Its name translates as "The Railroad" though there's no rail line in the vicinity and likely never was. Googling the place is futile, so you wonder whether it really exists. But the lamb tacos and broth served at El Ferrocarril (Calle Rio Seco 179 at the corner of Calle Once) in Ensenada make you forget such trivialities.
In one sense, perhaps, the name isn't such a misnomer. Travel and food have always been companions, if not always soulmates. First we traveled to find food to survive and feed our guts. Now we do so to thrive and feed our souls (our guts, too).
San Diego's airport has spent a pretty penny developing food options for travelers showing off the city's culinary scene to tourists and commercial travelers. Mexicali once offered something similar outside its train station: a row of stalls offering tacos de Borrego. And that is what El Ferrocarril is about: lamb tacos like those outside Mexicali's now shuttered train station.

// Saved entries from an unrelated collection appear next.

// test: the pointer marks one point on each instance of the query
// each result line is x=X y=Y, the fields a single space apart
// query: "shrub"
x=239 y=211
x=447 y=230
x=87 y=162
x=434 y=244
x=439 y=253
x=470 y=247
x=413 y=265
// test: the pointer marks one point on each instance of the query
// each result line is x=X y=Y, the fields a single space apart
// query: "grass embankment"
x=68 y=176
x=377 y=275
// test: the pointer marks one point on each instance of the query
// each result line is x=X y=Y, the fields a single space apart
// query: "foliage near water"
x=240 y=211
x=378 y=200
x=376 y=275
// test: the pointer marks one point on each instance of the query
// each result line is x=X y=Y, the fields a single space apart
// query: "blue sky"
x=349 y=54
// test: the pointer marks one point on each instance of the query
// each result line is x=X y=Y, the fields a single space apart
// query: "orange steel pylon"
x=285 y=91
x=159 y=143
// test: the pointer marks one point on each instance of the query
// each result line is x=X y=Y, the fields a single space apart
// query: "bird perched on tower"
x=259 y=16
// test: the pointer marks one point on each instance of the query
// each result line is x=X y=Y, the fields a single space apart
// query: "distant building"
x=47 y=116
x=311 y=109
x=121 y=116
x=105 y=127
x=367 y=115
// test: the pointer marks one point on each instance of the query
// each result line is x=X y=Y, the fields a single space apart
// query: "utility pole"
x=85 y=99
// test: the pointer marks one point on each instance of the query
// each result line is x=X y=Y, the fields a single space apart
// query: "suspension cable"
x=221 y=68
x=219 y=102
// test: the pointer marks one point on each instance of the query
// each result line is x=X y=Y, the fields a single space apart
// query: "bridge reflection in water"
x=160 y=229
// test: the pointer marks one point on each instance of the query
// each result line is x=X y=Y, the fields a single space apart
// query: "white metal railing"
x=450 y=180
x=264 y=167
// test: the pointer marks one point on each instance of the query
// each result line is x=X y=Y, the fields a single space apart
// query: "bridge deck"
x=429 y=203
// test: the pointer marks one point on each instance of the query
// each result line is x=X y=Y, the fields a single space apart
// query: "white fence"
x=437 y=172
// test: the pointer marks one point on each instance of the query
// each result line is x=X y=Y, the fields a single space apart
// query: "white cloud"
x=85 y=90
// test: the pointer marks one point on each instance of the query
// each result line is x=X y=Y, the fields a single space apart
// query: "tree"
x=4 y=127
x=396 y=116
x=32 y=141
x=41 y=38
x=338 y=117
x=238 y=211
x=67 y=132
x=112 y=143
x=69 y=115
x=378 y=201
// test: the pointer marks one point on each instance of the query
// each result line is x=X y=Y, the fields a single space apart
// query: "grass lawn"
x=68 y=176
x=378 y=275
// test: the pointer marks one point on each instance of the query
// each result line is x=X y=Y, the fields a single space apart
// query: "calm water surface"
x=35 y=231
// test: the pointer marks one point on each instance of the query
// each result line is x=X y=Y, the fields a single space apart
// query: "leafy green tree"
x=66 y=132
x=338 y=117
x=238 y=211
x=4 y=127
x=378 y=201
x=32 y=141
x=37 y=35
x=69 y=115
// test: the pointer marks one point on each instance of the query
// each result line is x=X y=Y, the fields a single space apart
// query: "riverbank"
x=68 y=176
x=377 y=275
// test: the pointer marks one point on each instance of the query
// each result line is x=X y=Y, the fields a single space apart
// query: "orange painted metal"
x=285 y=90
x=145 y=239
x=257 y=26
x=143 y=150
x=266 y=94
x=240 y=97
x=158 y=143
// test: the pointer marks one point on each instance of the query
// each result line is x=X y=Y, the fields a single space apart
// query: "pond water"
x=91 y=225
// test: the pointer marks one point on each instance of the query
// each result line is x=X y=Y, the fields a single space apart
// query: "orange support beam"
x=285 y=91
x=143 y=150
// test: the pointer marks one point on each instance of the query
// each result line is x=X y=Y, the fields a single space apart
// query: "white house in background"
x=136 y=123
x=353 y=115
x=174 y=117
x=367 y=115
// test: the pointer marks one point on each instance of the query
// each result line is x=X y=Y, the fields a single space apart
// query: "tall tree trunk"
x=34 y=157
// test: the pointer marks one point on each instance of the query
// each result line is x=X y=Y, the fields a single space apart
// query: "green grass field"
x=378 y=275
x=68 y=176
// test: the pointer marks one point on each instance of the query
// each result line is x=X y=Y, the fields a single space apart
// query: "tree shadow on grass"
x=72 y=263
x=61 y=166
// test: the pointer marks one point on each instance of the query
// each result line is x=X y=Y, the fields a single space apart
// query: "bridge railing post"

El Ferrocarril describes its lamb dishes as "birria." The term more commonly denotes a dish of slow-braised meat (usually goat or beef but sometimes lamb) in a rich broth spiked with a chile slurry, cinnamon, clove and vinegar. It yields a heady stew. The lamb at El Ferrocarril is indeed slow-braised with chiles, but instead of the sweet spices I associate with birria the result is a rich broth and tender meat that is the very essence of lamb.
When you finally get to the front of El Ferrocarril's line—on three trips at various different times of day the place was always busy—the tacos you're handed are the picture of simplicity. They are nothing more than delicious corn tortillas holding rolls of marvelously moist shredded lamb meat flecked with bits of guajillo chile. Garnishes of cilantro, shredded cabbage, salsa and onions, as well as lime, are available either on the counter or at each table.

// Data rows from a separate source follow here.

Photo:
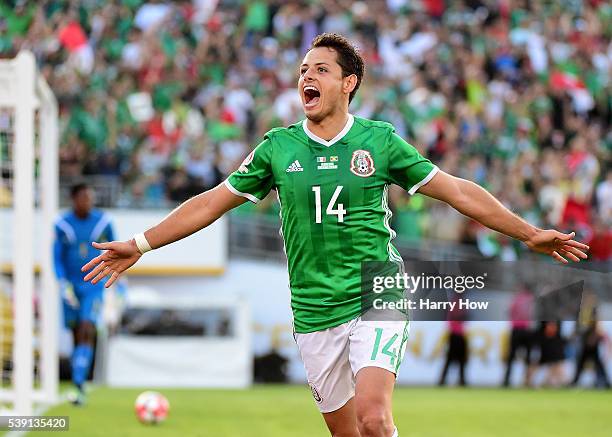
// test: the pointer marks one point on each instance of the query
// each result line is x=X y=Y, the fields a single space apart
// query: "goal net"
x=29 y=303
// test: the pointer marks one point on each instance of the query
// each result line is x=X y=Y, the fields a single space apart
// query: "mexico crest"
x=362 y=163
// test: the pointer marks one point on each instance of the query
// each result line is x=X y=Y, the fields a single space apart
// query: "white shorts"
x=333 y=357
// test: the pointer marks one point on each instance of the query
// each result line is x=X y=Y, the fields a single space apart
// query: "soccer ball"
x=151 y=407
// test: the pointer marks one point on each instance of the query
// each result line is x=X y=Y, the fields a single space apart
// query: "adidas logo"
x=295 y=166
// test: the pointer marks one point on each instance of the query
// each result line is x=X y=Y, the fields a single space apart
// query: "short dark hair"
x=348 y=57
x=77 y=188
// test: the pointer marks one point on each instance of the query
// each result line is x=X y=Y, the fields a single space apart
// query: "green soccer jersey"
x=334 y=208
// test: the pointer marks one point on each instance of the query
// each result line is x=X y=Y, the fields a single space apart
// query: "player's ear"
x=349 y=83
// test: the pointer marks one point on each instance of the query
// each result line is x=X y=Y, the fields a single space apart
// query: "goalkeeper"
x=82 y=302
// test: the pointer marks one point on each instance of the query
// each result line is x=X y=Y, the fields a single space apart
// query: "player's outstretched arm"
x=474 y=201
x=191 y=216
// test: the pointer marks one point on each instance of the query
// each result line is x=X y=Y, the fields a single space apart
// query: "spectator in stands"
x=516 y=93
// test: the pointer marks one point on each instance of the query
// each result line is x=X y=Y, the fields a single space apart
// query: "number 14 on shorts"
x=386 y=348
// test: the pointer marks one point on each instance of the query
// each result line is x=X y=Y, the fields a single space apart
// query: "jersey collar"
x=334 y=140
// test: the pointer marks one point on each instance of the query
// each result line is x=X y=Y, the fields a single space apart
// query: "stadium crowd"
x=168 y=97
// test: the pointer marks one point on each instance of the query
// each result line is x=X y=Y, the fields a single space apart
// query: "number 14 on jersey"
x=332 y=209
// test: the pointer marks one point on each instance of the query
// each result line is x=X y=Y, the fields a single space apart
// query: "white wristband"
x=142 y=243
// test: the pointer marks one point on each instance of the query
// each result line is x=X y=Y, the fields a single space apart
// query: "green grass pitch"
x=288 y=410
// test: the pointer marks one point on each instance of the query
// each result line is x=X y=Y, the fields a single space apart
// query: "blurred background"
x=161 y=100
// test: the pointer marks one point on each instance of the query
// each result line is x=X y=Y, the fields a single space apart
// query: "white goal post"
x=29 y=131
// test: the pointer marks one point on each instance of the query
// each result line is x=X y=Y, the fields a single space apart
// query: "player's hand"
x=118 y=256
x=558 y=245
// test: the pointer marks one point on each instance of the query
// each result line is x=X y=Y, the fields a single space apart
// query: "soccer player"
x=82 y=301
x=331 y=173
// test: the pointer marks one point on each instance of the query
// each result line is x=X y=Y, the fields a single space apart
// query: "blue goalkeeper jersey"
x=72 y=248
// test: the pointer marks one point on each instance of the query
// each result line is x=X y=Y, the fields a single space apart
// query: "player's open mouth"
x=311 y=96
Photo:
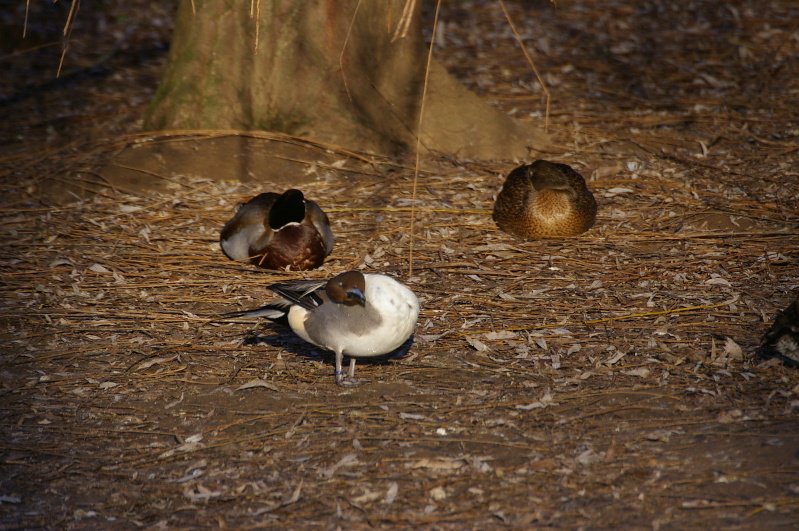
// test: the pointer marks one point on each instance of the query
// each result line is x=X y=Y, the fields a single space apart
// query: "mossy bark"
x=326 y=70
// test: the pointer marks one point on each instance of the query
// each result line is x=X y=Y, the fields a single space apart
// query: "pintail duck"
x=783 y=336
x=544 y=200
x=276 y=231
x=353 y=314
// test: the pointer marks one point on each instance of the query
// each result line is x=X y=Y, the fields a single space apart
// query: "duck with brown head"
x=279 y=231
x=353 y=314
x=544 y=200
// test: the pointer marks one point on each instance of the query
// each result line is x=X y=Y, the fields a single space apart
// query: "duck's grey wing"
x=306 y=293
x=274 y=310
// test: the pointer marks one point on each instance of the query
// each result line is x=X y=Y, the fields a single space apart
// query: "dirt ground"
x=607 y=381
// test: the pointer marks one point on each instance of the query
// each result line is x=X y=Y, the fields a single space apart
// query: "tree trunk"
x=329 y=71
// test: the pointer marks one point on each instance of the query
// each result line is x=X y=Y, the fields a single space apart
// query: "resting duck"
x=352 y=314
x=544 y=200
x=277 y=231
x=783 y=336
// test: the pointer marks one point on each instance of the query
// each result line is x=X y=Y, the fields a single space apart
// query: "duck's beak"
x=355 y=294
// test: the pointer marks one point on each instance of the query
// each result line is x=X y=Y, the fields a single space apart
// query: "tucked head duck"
x=352 y=314
x=276 y=231
x=544 y=200
x=783 y=336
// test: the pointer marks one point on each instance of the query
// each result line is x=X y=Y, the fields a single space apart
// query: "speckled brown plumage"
x=544 y=200
x=783 y=336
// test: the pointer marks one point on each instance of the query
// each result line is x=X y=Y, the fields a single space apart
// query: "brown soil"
x=605 y=381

Simple? Minimal? Yes, but perfection. That roll of meat manages to be densely savory and, somehow, have a certain lightness at the same time. The chiles in the braise give it an ethereal quality that's underlined by a squeeze of lime and bit of the shredded cabbage. The cilantro, salsa and the tortilla itself ground the dish.

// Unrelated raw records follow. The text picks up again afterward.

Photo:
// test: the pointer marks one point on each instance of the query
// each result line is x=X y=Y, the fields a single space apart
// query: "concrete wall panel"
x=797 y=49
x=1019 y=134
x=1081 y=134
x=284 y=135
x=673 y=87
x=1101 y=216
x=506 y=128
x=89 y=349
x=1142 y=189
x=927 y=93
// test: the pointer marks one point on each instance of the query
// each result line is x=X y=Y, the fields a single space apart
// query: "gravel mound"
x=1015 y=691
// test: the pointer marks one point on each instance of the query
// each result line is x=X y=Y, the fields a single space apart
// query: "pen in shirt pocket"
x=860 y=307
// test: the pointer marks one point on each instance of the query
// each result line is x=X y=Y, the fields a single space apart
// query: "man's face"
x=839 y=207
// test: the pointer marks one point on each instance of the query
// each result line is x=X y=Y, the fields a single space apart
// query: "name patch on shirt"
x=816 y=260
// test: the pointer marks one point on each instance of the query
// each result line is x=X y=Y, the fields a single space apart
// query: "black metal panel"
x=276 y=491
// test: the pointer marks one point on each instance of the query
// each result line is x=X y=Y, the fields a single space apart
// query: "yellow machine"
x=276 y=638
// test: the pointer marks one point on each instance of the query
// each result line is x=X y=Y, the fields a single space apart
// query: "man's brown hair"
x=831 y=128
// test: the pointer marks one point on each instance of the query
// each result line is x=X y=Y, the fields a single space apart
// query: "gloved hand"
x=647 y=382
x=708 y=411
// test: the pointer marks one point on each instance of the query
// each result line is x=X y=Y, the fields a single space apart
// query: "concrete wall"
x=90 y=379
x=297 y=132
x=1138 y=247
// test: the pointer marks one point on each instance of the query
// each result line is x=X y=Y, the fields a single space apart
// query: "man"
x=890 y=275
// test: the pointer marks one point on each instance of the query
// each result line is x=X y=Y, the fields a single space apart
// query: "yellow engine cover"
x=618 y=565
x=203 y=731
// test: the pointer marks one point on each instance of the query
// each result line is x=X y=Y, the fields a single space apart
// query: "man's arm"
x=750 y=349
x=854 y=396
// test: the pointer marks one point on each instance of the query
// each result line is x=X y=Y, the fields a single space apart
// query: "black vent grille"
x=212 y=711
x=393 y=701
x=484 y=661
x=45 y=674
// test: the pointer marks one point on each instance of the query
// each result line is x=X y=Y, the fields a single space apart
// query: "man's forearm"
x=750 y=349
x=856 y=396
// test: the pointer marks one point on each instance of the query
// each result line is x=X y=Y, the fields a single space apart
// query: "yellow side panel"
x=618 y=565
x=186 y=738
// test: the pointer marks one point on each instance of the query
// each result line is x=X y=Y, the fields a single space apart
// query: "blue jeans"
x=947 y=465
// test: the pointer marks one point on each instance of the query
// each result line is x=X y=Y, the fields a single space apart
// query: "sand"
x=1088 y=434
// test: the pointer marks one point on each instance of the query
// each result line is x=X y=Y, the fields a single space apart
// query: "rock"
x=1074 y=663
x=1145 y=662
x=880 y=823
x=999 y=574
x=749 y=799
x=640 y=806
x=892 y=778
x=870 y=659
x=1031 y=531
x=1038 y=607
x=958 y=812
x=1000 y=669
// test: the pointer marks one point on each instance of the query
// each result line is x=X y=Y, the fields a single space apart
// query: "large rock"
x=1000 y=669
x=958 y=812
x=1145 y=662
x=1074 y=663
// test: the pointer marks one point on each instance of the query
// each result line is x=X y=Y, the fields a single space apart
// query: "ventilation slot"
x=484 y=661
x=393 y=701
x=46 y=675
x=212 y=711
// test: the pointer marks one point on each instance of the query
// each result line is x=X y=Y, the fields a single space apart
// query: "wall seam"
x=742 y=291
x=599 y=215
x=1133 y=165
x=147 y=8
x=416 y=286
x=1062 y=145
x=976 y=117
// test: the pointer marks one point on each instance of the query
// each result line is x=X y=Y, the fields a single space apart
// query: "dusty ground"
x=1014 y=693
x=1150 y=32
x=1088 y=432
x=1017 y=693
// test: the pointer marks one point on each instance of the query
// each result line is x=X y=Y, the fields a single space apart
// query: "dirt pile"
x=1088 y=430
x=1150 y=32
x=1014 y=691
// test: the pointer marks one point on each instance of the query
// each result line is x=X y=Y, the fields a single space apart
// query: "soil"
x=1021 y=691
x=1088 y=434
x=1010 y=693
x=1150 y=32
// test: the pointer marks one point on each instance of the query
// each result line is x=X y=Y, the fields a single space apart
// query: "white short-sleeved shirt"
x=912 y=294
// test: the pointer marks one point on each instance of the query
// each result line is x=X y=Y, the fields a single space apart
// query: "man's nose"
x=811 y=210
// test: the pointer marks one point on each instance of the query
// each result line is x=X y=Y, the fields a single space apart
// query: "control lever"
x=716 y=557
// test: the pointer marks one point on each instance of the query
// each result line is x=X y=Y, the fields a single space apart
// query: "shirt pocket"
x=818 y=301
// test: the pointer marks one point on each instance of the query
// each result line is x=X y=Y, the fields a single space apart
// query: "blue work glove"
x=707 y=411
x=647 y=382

Perhaps the only thing that could say "lamb" more clearly than El Ferrocarril's tacos is its caldo: the braising liquid from the birria itself. Again, it is a bit of simple perfection. Again, it is the essence of lamb. And it is addictive. I've had good lamb tacos before but I don't know that I've ever had a lamb broth more deeply flavored than that one (though the broth at El Borrego in City Heights comes close).
There are other things to order at El Ferrocarril—beef tacos and an orden of the lamb birria (a combination of the broth and lamb)—but why? Sip the essence of the lamb in the broth and eat its essence in a taco and you will be transported to a happier place. Almost as if you were on the railroad.